Doch wieso verhandeln Hamburg und Würzburg überhaupt? Wieso lief Hollerbachs Vertrag weiter, nachdem er sich im Mai des vergangenen Jahres einen Tag nach dem Abstieg in die dritte Liga als Trainer und Sportdirektor zurückgezogen hatte? War er im Hintergrund noch für die Kickers tätig, ohne dass die Öffentlichkeit darüber im Bilde war? Und wenn ja: in welcher Form? Zu all diesen Fragen halten sich die Verantwortlichen bedeckt.

Klar ist: Selbst nach jener Pressekonferenz, bei der Stephan Schmidt als neuer Coach vorgestellt wurde und Hollerbach seinen Rücktritt kundtat, war er mehrmals in seinem Trainerzimmer zugegen, aus dem er drei Jahre lang die Geschicke der Würzburger geleitet hatte. Schon bei der Pressekonferenz im Mai 2017 hatte Sauer angekündigt, er werde Hollerbachs Handynummer aufbewahren - und hatte damit Spekulationen Tür und Tor geöffnet.

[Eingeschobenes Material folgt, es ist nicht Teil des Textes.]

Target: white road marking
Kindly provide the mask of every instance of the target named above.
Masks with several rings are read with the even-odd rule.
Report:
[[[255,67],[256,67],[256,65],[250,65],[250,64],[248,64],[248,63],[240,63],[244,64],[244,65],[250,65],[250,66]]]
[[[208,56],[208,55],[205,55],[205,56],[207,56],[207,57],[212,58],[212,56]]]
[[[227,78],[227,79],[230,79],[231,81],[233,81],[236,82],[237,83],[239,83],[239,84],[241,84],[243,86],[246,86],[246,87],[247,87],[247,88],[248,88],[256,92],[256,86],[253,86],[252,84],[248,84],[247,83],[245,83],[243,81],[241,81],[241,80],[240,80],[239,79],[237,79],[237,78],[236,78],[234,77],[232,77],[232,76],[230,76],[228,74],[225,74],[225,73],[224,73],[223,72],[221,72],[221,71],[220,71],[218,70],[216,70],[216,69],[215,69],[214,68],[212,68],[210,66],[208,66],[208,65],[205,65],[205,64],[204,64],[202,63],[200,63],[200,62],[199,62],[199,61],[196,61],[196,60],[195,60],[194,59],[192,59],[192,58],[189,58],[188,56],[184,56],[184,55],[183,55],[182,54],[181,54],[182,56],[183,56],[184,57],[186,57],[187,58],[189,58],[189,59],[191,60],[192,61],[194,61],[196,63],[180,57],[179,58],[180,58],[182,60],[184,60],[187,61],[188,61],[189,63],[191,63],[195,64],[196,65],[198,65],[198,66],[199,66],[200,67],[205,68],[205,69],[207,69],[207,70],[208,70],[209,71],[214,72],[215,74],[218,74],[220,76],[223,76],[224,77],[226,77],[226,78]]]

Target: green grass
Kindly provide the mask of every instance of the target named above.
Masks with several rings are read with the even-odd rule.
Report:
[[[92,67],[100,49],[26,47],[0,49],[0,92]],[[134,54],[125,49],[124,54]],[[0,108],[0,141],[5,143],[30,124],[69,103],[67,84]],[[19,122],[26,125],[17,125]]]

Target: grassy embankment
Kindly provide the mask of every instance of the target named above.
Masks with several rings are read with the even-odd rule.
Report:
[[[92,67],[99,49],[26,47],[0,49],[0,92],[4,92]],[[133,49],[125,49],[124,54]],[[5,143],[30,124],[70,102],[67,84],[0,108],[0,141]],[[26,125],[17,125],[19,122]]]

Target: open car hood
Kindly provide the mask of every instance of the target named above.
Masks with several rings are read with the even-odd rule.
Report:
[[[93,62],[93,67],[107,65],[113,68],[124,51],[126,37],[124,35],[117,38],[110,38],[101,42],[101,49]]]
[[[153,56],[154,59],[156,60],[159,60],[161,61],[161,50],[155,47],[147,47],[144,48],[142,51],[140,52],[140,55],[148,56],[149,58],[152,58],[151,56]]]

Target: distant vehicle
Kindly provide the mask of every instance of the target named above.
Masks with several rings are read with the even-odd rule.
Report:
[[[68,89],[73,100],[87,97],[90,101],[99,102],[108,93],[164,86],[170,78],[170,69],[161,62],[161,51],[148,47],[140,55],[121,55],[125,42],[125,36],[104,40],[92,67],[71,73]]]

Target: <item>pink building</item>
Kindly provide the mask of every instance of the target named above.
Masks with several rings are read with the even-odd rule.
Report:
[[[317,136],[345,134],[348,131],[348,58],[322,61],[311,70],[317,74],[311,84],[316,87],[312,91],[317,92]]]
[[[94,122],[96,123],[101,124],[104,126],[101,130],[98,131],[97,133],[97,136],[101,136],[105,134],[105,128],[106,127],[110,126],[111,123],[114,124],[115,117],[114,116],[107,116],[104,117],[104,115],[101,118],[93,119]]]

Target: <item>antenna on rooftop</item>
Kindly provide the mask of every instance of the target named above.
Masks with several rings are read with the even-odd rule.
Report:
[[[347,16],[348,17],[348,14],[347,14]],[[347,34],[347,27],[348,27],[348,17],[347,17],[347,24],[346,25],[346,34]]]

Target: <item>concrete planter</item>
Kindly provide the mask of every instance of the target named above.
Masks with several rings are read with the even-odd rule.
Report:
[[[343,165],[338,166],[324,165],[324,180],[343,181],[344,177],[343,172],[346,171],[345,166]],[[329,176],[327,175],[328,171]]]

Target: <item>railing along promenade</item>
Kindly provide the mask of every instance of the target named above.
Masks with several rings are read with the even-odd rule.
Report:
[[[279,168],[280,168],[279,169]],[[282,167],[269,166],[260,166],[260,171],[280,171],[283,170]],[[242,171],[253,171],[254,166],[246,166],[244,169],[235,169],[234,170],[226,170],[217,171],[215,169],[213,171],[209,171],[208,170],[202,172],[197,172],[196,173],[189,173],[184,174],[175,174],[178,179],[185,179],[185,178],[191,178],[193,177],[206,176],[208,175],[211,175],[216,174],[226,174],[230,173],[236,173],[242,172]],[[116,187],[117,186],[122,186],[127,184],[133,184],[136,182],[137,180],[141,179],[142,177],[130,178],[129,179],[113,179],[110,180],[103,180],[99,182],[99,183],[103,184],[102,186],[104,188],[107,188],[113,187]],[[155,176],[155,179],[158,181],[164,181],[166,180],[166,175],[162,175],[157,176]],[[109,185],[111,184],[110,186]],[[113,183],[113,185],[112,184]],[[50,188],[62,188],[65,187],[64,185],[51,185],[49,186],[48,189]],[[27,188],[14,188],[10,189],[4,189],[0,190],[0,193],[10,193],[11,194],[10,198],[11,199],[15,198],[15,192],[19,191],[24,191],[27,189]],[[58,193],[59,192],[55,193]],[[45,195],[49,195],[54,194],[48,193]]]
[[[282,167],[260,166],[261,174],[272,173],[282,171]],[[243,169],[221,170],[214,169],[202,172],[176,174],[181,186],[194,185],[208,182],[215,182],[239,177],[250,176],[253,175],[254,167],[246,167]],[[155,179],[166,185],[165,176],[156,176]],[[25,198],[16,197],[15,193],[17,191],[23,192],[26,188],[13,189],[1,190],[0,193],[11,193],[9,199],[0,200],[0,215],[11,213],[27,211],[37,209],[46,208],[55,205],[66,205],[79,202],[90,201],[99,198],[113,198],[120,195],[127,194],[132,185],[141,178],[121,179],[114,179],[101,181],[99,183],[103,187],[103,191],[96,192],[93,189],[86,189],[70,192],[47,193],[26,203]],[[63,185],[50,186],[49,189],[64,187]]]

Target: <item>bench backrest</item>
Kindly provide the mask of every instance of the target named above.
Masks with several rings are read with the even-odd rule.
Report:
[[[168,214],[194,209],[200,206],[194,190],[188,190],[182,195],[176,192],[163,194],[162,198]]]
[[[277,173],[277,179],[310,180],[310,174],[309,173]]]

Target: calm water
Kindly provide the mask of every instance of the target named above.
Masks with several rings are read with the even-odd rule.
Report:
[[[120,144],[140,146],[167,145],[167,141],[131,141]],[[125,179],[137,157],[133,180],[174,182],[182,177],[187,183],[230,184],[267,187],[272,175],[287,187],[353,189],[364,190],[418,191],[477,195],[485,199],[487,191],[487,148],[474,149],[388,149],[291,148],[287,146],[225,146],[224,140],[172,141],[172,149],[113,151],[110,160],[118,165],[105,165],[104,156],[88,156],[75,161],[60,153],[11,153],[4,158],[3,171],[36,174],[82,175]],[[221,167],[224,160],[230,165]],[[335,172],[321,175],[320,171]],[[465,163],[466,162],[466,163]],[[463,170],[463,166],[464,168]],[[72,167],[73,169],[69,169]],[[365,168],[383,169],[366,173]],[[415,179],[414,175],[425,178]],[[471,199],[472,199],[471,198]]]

Dann ging Würzburg in die Öffentlichkeit

Zwar bekräftigte Sauer rund vier Wochen später, Hollerbach sei nicht in die Saisonplanungen involviert. "Was das Operative angeht", betonte Sauer, "obliegt die Kaderzusammenstellung jetzt Stephan Schmidt und mir." Dennoch trieb den Klub eine Sportdirektorendebatte um. Da Sauer aus dem Handball stammt, im Januar 2016 aber das Ressort gewechselt hat, um Vorstandsvorsitzender der Kickers zu werden, sprach ihm das Umfeld die Fachkompetenz ab - und mutmaßte, Hollerbach stehe dem Verein als Berater zur Seite.

Als Hollerbach dann den HSV übernahm, ging Würzburg an die Öffentlichkeit und bekannte also: Ja, Hollerbach arbeitet noch für uns - weshalb die Kickers nun unbedingt eine Ablösesumme erzielen wollen. Falls es keine Einigung gibt, notfalls auch mit rechtlichen Schritten.

Der HSV und sein neuer Trainer haben derweil sportlich andere Sorgen. Vor allem braucht das Team im Abstiegskampf dringend drei Punkte im Nordderby gegen Hannover 96 am Sonntag. Eine Posse um den neuen Coach ist da wenig hilfreich.